Moreover, years of sedentary pot smoking have made Bob dull, paranoid and easily confused; when he tries to get back in touch with his old anarchist collective for various meetups on the way to rescue Willa, he often cannot remember old passwords, leading to furious cursing jags that leave the audience in stitches and poke light fun at the bureaucracy, inefficiency and pettiness of some leftist organizations.

It’s this narrative layering technique that makes both Pynchon’s books and Anderson’s films accessible to many levels of readers and viewers. Like most entries in their respective canons, “One Battle After Another” is the rare piece of existential art that doubles as enjoyable entertainment.

Bob – SPOILER ALERT – ultimately is able to stumble his way to victory, though, in a manner that feels very reminiscent of both “Inherent Vice” and “The Big Lebowski” in its celebration of serendipitous events always befalling the free spirits of the world.

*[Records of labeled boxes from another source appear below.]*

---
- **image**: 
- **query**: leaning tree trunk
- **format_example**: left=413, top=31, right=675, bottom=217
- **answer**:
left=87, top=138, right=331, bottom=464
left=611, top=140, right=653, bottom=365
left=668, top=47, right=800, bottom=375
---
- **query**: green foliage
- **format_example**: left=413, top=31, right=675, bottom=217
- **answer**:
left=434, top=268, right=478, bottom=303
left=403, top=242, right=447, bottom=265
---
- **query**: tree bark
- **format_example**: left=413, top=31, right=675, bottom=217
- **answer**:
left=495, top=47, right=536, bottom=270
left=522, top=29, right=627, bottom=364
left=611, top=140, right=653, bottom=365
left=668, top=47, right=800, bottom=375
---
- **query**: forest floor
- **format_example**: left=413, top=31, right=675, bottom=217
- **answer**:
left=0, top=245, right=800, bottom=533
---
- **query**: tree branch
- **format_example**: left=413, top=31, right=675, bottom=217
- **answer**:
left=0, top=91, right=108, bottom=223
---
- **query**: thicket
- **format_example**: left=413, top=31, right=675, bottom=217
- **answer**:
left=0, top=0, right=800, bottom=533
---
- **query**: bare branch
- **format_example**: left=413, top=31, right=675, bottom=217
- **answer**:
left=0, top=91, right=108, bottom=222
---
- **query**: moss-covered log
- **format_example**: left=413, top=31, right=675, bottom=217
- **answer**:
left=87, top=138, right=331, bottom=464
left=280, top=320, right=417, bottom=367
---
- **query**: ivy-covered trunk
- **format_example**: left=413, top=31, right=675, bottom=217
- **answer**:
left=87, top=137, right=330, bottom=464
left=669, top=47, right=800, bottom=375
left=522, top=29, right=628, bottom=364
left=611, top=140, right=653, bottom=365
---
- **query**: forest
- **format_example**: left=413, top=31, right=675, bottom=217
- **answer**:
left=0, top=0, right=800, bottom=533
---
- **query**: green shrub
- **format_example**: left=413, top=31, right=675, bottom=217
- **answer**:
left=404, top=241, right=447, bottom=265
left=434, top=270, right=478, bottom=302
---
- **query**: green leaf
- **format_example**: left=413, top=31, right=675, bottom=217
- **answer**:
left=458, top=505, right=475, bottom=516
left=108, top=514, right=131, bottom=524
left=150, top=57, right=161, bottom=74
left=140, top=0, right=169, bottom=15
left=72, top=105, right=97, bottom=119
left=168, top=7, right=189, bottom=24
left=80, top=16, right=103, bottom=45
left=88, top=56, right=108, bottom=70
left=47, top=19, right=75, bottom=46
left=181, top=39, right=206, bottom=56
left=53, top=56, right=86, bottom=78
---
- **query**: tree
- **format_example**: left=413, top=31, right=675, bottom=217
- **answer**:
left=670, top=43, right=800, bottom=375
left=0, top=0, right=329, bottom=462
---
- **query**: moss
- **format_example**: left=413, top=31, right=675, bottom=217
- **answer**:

Infiniti plays Willa with the quiet, focused intensity of a bright young woman with big things in her future regardless of the past from which she sprang. Her poise is notable, and her careful acting choices in depicting how a low-affect/energy introvert might react to stress are realistic and brilliantly rendered.

Her foil, Col. Stephen J. Lockjaw, is played by Penn with alternately ridiculously silly mannerisms and scarily sinister intensity. Benicio del Toro, as an instructor of martial arts, offers excellent comedic relief. At one point, in a nice role reversal and a nod to his chaotic road-buddy character in “Fear and Loathing in Las Vegas,” he keeps a hyperventilating Bob calm in the car. Regina Hall, as French 75 loyalist Deandra, is another standout performer.

All in all, “One Battle After Another” does so many things well. It could be loved or hated for many reasons based on how it represents politics, immigration, sex, gender, child-rearing and more. However, it’s probably best viewed as just a really sophisticated action comedy.